We’d also love to hear from you if you are a potential…
- Content partner
- Media Partner
- Sales partner
I’d be happy to tell you much more about our plans for Citysquares.com and for the (currently named) CitySquares Platform. There is some very cool stuff on the way – stuff you’ve never seen before. Please contact me for more info! (bsaren AT Citysquares.com)
So today we hired our first full time engineer. (for those of you who expressed interest in the job, thank you!) And in doing so we came to a resolution about technology, and then some actually. We decided to choose Drupal as our platform of choice for the future Citysquares.com.
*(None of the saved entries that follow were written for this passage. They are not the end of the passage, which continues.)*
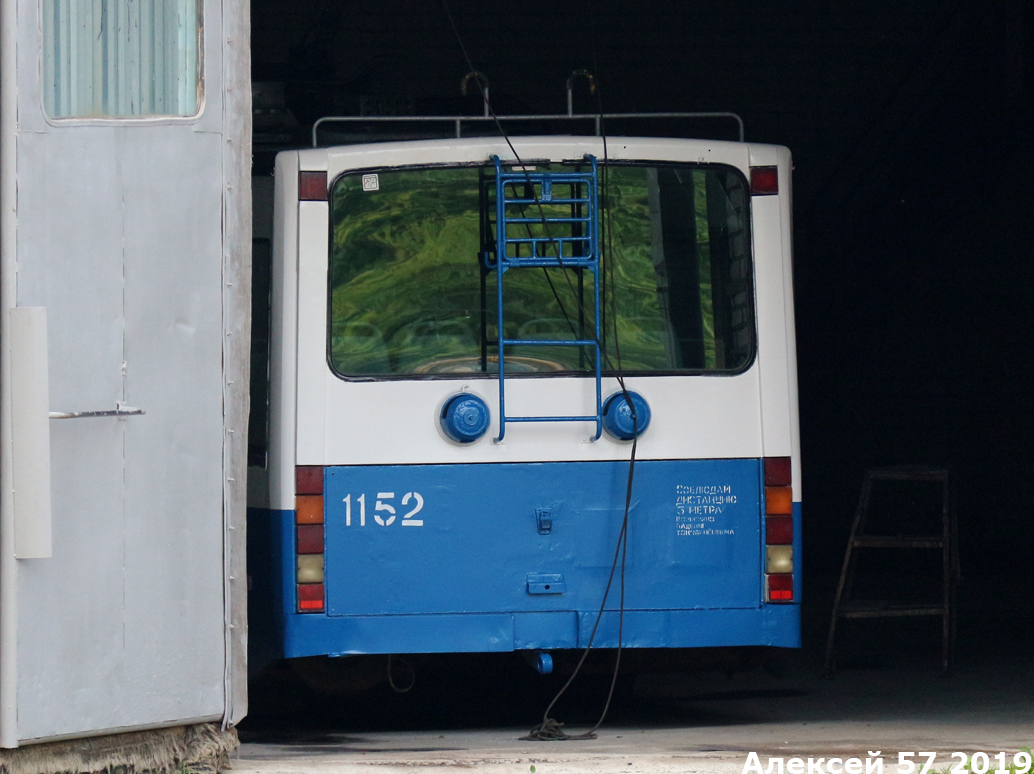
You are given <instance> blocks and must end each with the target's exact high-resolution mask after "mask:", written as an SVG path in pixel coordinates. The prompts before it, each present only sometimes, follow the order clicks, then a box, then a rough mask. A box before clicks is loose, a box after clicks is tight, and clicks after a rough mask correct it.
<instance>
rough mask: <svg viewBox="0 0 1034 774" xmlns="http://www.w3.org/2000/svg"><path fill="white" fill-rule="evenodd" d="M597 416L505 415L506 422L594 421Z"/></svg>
mask: <svg viewBox="0 0 1034 774" xmlns="http://www.w3.org/2000/svg"><path fill="white" fill-rule="evenodd" d="M598 419H599V417H598V416H596V415H590V416H507V422H596V421H597V420H598Z"/></svg>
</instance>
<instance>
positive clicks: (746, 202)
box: [328, 163, 755, 378]
mask: <svg viewBox="0 0 1034 774" xmlns="http://www.w3.org/2000/svg"><path fill="white" fill-rule="evenodd" d="M571 166H574V165H571ZM551 167H552V168H554V169H561V168H565V165H560V164H553V165H551ZM538 168H540V169H543V168H546V167H544V166H543V165H542V164H539V165H538ZM494 190H495V186H494V167H485V166H434V167H423V168H391V169H381V171H363V172H357V173H348V174H345V175H343V176H341V177H340V178H338V179H337V180H336V181H335V184H334V186H333V189H332V191H331V240H332V244H331V250H330V274H329V295H330V298H329V305H328V316H329V320H328V326H329V331H328V333H329V336H328V341H329V352H328V355H329V362H330V365H331V367H332V369H333V370H334V371H335V372H336V373H337V374H338V375H339V376H341V377H344V378H376V377H394V378H414V377H432V376H436V377H448V376H450V375H453V376H457V377H469V376H472V375H478V374H485V375H488V374H492V373H497V371H498V342H497V339H498V327H497V311H496V282H497V276H496V272H495V271H494V270H493V269H491V266H492V262H493V261H492V257H493V251H494V240H495V219H494V212H495V203H494ZM558 198H562V197H558ZM749 202H750V197H749V195H748V189H747V184H746V181H744V179H743V177H742V175H741V174H740V173H739V172H738V171H736V169H734V168H732V167H727V166H718V165H693V164H670V163H669V164H628V165H617V164H611V165H609V166H607V167H601V173H600V206H601V207H600V209H601V213H602V214H601V223H600V233H601V238H600V243H601V253H602V264H601V267H602V272H601V275H602V276H601V283H600V284H601V288H602V289H601V309H600V314H601V319H602V329H603V335H602V337H601V344H602V346H603V350H604V352H605V361H604V371H605V372H613V371H615V370H616V369H617V368H618V362H619V364H620V365H619V368H620V370H622V371H624V372H625V373H655V374H680V373H692V374H723V373H735V372H738V371H741V370H743V369H746V368H747V367H748V366H749V365H750V364H751V362H752V360H753V358H754V348H755V343H754V342H755V336H754V316H753V310H754V301H753V293H752V286H751V277H752V271H751V253H750V249H751V239H750V233H749V223H750V218H749V211H748V207H749ZM574 207H576V206H575V205H566V204H551V205H550V204H546V205H543V208H544V209H543V211H542V213H540V211H539V210H538V208H533V211H531V212H530V213H529V214H530V215H531V216H538V215H540V214H543V213H544V214H545V215H546V216H547V217H550V218H553V217H564V216H565V215H570V216H571V217H570V220H571V221H572V223H571V224H570V225H569V226H560V233H554V234H552V235H550V236H551V238H552V239H554V240H555V241H556V242H557V243H558V242H559V241H561V240H562V239H568V238H573V239H574V241H575V243H576V244H577V243H578V238H579V237H580V236H581V235H580V234H579V233H578V229H579V228H581V227H582V226H581V225H580V224H579V222H577V221H578V217H575V216H578V215H580V213H577V212H574V211H573V210H572V211H571V212H568V211H566V210H565V208H568V210H571V208H574ZM533 227H535V226H529V228H533ZM551 227H552V228H553V229H554V231H555V229H556V228H557V226H555V225H552V226H551ZM565 227H567V228H568V229H569V230H568V231H564V230H562V229H564V228H565ZM503 277H504V279H503V282H504V288H503V289H504V293H503V296H504V320H505V321H504V333H505V334H506V338H511V339H535V340H537V341H540V342H541V341H552V340H560V339H585V338H591V336H592V333H591V332H592V329H594V324H595V323H594V320H595V314H596V295H595V291H594V281H592V279H594V278H592V275H591V273H590V272H589V271H588V270H582V269H574V268H562V269H561V268H545V269H544V268H536V269H531V268H526V269H520V270H510V271H507V272H506V273H505V274H504V275H503ZM592 349H594V348H592V347H580V346H550V345H527V344H521V345H513V346H507V348H506V350H505V355H506V357H505V363H506V369H507V374H508V375H509V374H511V373H512V374H514V375H520V374H548V373H553V374H557V373H573V374H581V373H590V372H592V371H594V369H595V362H594V360H595V354H594V351H592Z"/></svg>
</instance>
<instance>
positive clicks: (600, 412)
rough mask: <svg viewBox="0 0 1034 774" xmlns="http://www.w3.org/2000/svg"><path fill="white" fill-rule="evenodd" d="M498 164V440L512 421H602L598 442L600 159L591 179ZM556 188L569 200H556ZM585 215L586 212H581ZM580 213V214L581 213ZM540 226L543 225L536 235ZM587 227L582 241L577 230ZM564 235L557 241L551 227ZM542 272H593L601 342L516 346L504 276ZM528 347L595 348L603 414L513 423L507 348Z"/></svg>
mask: <svg viewBox="0 0 1034 774" xmlns="http://www.w3.org/2000/svg"><path fill="white" fill-rule="evenodd" d="M492 160H493V161H494V162H495V224H496V227H495V255H494V266H493V265H491V264H490V262H489V261H488V257H487V256H486V269H495V270H496V276H495V286H496V314H497V317H496V321H497V324H498V347H499V348H498V357H499V435H498V437H497V438H496V439H495V442H496V443H498V442H499V441H501V440H503V437H504V436H505V435H506V432H507V423H508V422H595V423H596V438H595V439H599V438H600V435H601V434H602V433H603V396H602V360H603V355H602V352H601V351H600V343H601V341H602V328H601V324H600V214H599V174H598V167H597V160H596V156H585V161H586V162H587V163H588V164H589V165H590V168H589V169H587V171H585V172H538V171H531V169H527V168H525V169H520V168H513V167H512V168H511V169H510V171H506V169H504V165H503V162H501V161H500V160H499V157H498V156H492ZM554 186H557V187H559V188H560V189H561V192H562V191H564V190H566V191H568V192H569V194H568V195H561V196H554V193H553V188H554ZM541 205H549V206H553V205H567V206H570V207H571V213H572V214H571V216H570V217H546V216H545V214H544V213H543V212H542V210H541V209H540V207H541ZM578 208H580V213H578ZM576 213H578V214H576ZM533 226H539V228H538V229H534V228H533ZM577 226H580V227H581V228H580V231H581V233H580V234H576V233H575V231H576V230H578V229H577V228H576V227H577ZM551 227H552V228H554V229H556V230H560V229H565V230H564V233H562V234H561V236H554V235H553V234H552V233H551V230H550V228H551ZM536 267H544V268H547V269H548V268H553V269H557V268H564V269H587V270H588V271H589V272H591V273H592V293H594V300H595V301H594V305H592V306H594V315H595V326H594V329H592V330H594V332H595V333H594V336H592V338H591V339H586V338H573V339H560V340H556V339H509V338H506V337H505V334H504V332H505V330H506V329H505V317H504V304H503V275H504V274H505V273H506V272H507V271H509V270H511V269H528V268H536ZM513 345H525V346H578V347H591V349H592V351H594V353H595V362H596V413H595V414H587V415H580V416H507V411H506V405H507V404H506V381H507V379H506V365H505V354H504V352H505V348H506V347H507V346H513Z"/></svg>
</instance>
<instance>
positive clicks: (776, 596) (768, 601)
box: [764, 457, 794, 602]
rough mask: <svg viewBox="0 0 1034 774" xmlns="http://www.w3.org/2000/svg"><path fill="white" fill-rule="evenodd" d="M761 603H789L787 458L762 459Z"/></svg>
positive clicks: (789, 527) (788, 503)
mask: <svg viewBox="0 0 1034 774" xmlns="http://www.w3.org/2000/svg"><path fill="white" fill-rule="evenodd" d="M764 481H765V506H764V512H765V513H764V525H765V526H764V528H765V566H764V574H765V601H768V602H792V601H793V570H794V557H793V489H792V486H791V485H792V468H791V464H790V458H789V457H766V458H765V459H764Z"/></svg>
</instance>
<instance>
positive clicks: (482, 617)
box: [267, 460, 800, 657]
mask: <svg viewBox="0 0 1034 774" xmlns="http://www.w3.org/2000/svg"><path fill="white" fill-rule="evenodd" d="M628 467H629V466H628V463H627V462H584V463H536V464H527V463H512V464H511V463H507V464H480V465H399V466H348V467H345V466H341V467H327V468H326V469H325V479H324V503H325V519H326V560H325V562H326V565H325V566H326V592H327V598H326V606H327V612H326V614H297V613H295V600H294V595H293V593H292V590H293V588H294V581H293V577H292V574H293V571H294V518H293V517H294V515H293V513H292V512H273V513H270V514H269V518H270V519H271V520H272V521H273V522H274V523H275V522H276V521H278V520H280V521H281V524H280V538H281V551H280V552H279V556H278V557H277V564H278V565H279V566H278V568H276V569H275V570H274V571H276V572H280V574H282V575H281V578H282V588H283V589H284V591H285V592H286V593H285V594H284V596H283V598H282V601H281V605H282V606H283V607H282V608H281V610H282V614H283V617H282V619H281V620H282V624H283V631H282V634H283V638H282V642H283V654H284V655H285V656H288V657H293V656H305V655H318V654H331V655H337V654H347V653H422V652H427V653H433V652H488V651H510V650H515V649H544V650H545V649H556V648H579V647H584V646H585V645H587V644H588V638H589V636H590V633H591V631H592V627H594V624H595V622H596V618H597V613H598V611H599V610H600V606H601V602H602V600H603V594H604V591H605V589H606V586H607V580H608V577H609V576H610V571H611V566H612V563H613V561H614V556H615V552H616V550H617V545H618V537H619V535H620V531H621V523H622V518H624V508H625V496H626V484H627V481H628ZM762 493H763V486H762V482H761V464H760V461H759V460H678V461H641V462H638V463H637V464H636V470H635V482H634V488H633V493H632V506H631V508H630V512H629V527H628V530H629V531H628V549H627V554H626V560H625V617H624V626H622V636H621V645H622V646H625V647H644V648H647V647H648V648H657V647H721V646H743V645H774V646H784V647H797V646H799V644H800V625H799V607H798V605H796V603H794V605H767V603H764V602H763V595H764V588H763V586H764V576H763V561H764V545H763V543H764V531H763V502H762V499H763V498H762ZM267 513H269V512H267ZM799 523H800V519H799V504H796V505H795V524H796V529H795V552H794V553H795V557H796V558H797V559H798V562H799V556H800V548H799V547H800V540H799ZM274 529H275V527H274ZM619 571H620V567H619V566H618V571H617V572H615V576H614V581H613V585H612V588H611V592H610V596H609V598H608V601H607V605H606V609H607V613H605V615H604V617H603V620H602V622H601V625H600V627H599V630H598V632H597V634H596V640H595V641H594V645H595V646H598V647H615V646H616V645H617V644H618V643H617V640H618V637H617V632H618V612H617V611H618V606H619V599H620V596H619V593H620V589H619ZM795 575H796V576H797V577H798V578H799V571H798V572H796V574H795ZM795 598H796V599H797V600H799V598H800V597H799V586H798V588H797V589H796V593H795Z"/></svg>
After much deliberation, debating, discussing, and consulting with ourselves and with others, about going with an MVC framework (e.g., CakePHP, Symfony) vs. Drupal, we finally opted for Drupal. The primary reasons are as follows:
- Body of work and knowledge. There’s a huge Drupal community, and it continues to grow and grow.
- Modules, modules, modules. Holy crap there’s a lot of modules.
- My blog is built on Drupal. Ok, that had nothing to do with our decision, but I’m just a big Drupal fan from experience.
- Scalability. Time Warner’s media sites are all built on Drupal. Sony Music sites are all built on Drupal. US magazine’s site is built on Drupal. ‘Nuff said.
There are many technical reasons too, many many many. But I won’t get into that – that’s very boring and this blog isnt meant to be boring.
What’s interesting about our decision is that by choosing Drupal, and choosing to work with the Drupal community that unavoidably comes with it, we are, in essence, choosing community. We are allowing ourselves to tap into a community, while bringing communities online, and eventually enabling other communities to bring themselves online. Argh!
This is actually deep stuff, to me anyway. In a more idealogical sense, choosing to go with Drupal is an indication of who we are as people, and as a company, and not just an indication of technical choices and skill sets.
I’m really starting to get into this whole concept of open source in business practice, in management, and almost as a mantra.
I don’t know, it’s heavy stuff and I’m really wrestling with it right now. More to come on all this, as I sort it out better in my head.